Drs. Stude and Brink showed that experienced golfers, after wearing Foot Levelers orthotics daily for a period of six weeks, showed improvements in balance and proprioception. This becomes significant given the fact that experienced golfers would be expected to have maximized their coordination and balance abilities as it relates to the game of golf, and yet they did show improvement. The results were obtained through functional tests involving single and double-leg stances, with and without the use of sight.7
Obviously, not every one of our patients is a candidate for orthotic therapy, but about four out of five adult patients older than 40 can benefit from orthotics. By this time, the effects of walking and standing on hard surfaces, ligament laxity (age-related or post-partum), and repetitive microtraumas have often contributed to significant plastic deformation in the feet. Prescribing the orthotics with GCS provides highly dynamic and adaptive responses for an increase level of mobility and stability. If you are watching your patients come and go, you’ll know when they need it.
About the Author
Dr. Jeffrey D. Olsen is a 1996 Presidential Scholar and summa cum laude graduate of Palmer College of Chiropractic. He has been in private practice, with his two brothers/partners, since 1997, in Roanoke, Virginia. In addition to his practice, Dr. Olsen has instructed as an adjunct faculty member at the College of Health Sciences in Roanoke, teaching Anatomy and Physiology in the Physician Assistant department.
1 Sychewska M, Oberg T, Karlsson D. Segmental movements of the spine during treadmill walking with normal speed. Clin Biomech 1999; 14:384-388.
2 Brunarski DJ. Chiropractic biomechanical evaluations; validity in myofascial low back pain. J Manip Physiol Ther 1982; 5(4):155-161.
3 Moore KL. Clinically Oriented Anatomy.
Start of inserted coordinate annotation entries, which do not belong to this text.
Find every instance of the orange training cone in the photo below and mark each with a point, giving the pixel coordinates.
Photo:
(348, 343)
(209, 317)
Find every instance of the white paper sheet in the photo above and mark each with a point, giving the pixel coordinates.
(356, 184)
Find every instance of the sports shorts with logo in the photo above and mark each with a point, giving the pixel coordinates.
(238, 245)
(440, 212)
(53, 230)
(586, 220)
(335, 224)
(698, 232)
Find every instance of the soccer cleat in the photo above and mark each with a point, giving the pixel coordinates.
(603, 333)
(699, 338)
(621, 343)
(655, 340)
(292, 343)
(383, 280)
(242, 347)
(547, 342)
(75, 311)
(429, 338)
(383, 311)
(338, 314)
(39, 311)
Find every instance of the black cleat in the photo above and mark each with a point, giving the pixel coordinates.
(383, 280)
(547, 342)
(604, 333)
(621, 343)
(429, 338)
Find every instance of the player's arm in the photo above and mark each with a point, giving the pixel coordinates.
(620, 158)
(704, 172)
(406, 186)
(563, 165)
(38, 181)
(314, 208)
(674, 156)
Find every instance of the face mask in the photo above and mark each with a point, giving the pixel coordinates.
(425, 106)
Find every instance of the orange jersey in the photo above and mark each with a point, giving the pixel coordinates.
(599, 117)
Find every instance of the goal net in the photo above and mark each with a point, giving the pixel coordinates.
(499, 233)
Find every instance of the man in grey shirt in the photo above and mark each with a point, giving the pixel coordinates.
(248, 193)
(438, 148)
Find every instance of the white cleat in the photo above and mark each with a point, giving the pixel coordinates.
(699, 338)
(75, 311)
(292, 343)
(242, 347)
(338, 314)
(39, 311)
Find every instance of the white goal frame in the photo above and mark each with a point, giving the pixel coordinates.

Baltimore: Williams & Wilkins, 1982:346.
4 Cox JM. Low Back Pain: Mechanism, Diagnosis and Treatment, 5th ed. Baltimore: Williams & Wilkins, 1990.
5 Steiner C et al. Piriformis syndrome: pathogenesis, diagnosis, and treatment. J Am Osteopath Assoc 1987; 87:318.
6 Voloshin AS, Burger CP. Interaction of Orthotic Devices and Heel Generated Force Waves. 9th International Congress on Applied Mechanics, Canada, 1983.
7 Stude DE, Brink DK. Effects of nine holes of simulated golf and orthotic intervention on balance and proprioception in experienced golfers. J Manip Physiol Ther 1997; 20:590-601.